Hardware Assumptions and Units

This book uses back-of-envelope estimates. To keep calculations consistent, we use the following defaults unless stated otherwise. Most examples target H100 SXM; the table below provides reference values for other common accelerators so readers can adapt calculations to their own hardware.

Time-sensitive hardware references

Hardware specifications and interconnect offerings evolve quickly and can vary by SKU, cloud provider, and firmware. Last verified: 2026-02-12. Confirm current vendor datasheets and instance documentation for production planning.

Accelerator Reference Table¶

Spec	A100 80 GB SXM	H100 80 GB SXM	H200 141 GB SXM	AMD MI300X 192 GB
HBM capacity	80 GB (HBM2e)	80 GB (HBM3)	141 GB (HBM3e)	192 GB (HBM3)
HBM bandwidth	~2.0 TB/s	~3.35 TB/s	~4.8 TB/s	~5.3 TB/s
Dense BF16/FP16 peak	~312 TFLOP/s	~989 TFLOP/s	~989 TFLOP/s	~1,307 TFLOP/s
Dense FP8 peak	N/A	~1,979 TFLOP/s	~1,979 TFLOP/s	~2,615 TFLOP/s
TDP	400 W	700 W	700 W	750 W
Intra-node interconnect	NVLink 3.0	NVLink 4.0	NVLink 4.0	Infinity Fabric
Intra-node BW (per GPU)	~600 GB/s	~900 GB/s	~900 GB/s	~896 GB/s

Notes: TFLOP/s values are non-sparse. H200 shares the H100 compute die but has more and faster HBM. MI300X FLOP/s figures are AMD's published peak; achieved rates depend on ROCm software maturity.

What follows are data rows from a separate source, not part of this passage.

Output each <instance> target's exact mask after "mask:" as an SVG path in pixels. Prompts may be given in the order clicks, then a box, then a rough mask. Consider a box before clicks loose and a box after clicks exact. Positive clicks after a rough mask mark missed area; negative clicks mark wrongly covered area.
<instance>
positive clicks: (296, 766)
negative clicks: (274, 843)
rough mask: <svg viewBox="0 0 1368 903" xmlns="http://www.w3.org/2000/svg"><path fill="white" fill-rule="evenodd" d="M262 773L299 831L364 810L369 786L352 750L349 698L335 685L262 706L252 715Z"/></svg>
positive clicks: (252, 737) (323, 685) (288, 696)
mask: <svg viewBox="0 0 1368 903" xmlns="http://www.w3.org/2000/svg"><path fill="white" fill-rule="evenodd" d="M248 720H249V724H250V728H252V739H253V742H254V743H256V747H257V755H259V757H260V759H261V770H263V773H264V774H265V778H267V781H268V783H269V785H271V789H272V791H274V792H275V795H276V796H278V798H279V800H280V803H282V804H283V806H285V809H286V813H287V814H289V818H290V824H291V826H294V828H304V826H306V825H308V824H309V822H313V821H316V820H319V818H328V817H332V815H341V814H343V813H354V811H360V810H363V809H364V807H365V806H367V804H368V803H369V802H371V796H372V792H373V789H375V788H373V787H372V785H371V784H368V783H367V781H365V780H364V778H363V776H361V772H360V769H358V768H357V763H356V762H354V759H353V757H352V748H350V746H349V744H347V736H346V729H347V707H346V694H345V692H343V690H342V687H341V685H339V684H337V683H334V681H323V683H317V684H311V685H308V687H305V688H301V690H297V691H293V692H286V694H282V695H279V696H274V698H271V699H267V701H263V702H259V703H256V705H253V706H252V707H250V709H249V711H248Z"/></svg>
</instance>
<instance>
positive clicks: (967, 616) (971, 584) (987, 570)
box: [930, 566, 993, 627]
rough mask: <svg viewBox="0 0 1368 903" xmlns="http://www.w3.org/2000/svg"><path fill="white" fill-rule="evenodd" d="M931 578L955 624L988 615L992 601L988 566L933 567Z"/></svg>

All bandwidth figures are aggregate bidirectional.

Default Values Used in Examples¶

Throughout the book, unless a section explicitly states otherwise:

GPU: NVIDIA H100 SXM 80 GB
Dense BF16/FP16 peak: ~989 TFLOP/s (non-sparse)
Dense FP8 peak: ~1,979 TFLOP/s (non-sparse)
MFU is defined relative to the stated peak in the local context

If a section uses a different precision (e.g., FP8 or sparsity), it says so explicitly.

Interconnect Bandwidth¶

Link	Bandwidth (per GPU)	Typical Latency	Notes
NVLink 3.0 (A100)	~600 GB/s	~1 μs	12 links × 50 GB/s
NVLink 4.0 (H100/H200)	~900 GB/s	~1 μs	18 links × 50 GB/s
InfiniBand NDR 400	~50 GB/s	~1–2 μs	Per NIC, per direction
InfiniBand NDR 200	~25 GB/s	~1–2 μs	Common in older clusters
100 GbE (RoCE v2)	~12.5 GB/s	~5–10 μs	Some cloud providers
PCIe Gen5 x16	~64 GB/s	~1 μs	CPU↔GPU, bidirectional

When we compute ridge points, we divide peak FLOP/s by the stated link bandwidth. If a section uses per-direction instead of aggregate, it calls that out explicitly.

Typical DGX/SuperPOD Configurations¶

Configuration	GPUs/Node	Intra-node	Inter-node	Example
DGX A100	8 × A100	NVLink 3.0 (600 GB/s)	8 × HDR 200 IB	Many cloud instances
DGX H100	8 × H100	NVLink 4.0 (900 GB/s)	8 × NDR 400 IB	Meta Grand Teton
DGX H200	8 × H200	NVLink 4.0 (900 GB/s)	8 × NDR 400 IB	Latest generation

Units¶

GB and TB denote decimal units (1 GB = 10^9 bytes)
GiB and TiB denote binary units (1 GiB = 2^30 bytes)
Tokens are counted in raw tokens unless otherwise stated

If you need exact provisioning, convert these estimates to your platform's reporting units (often GiB).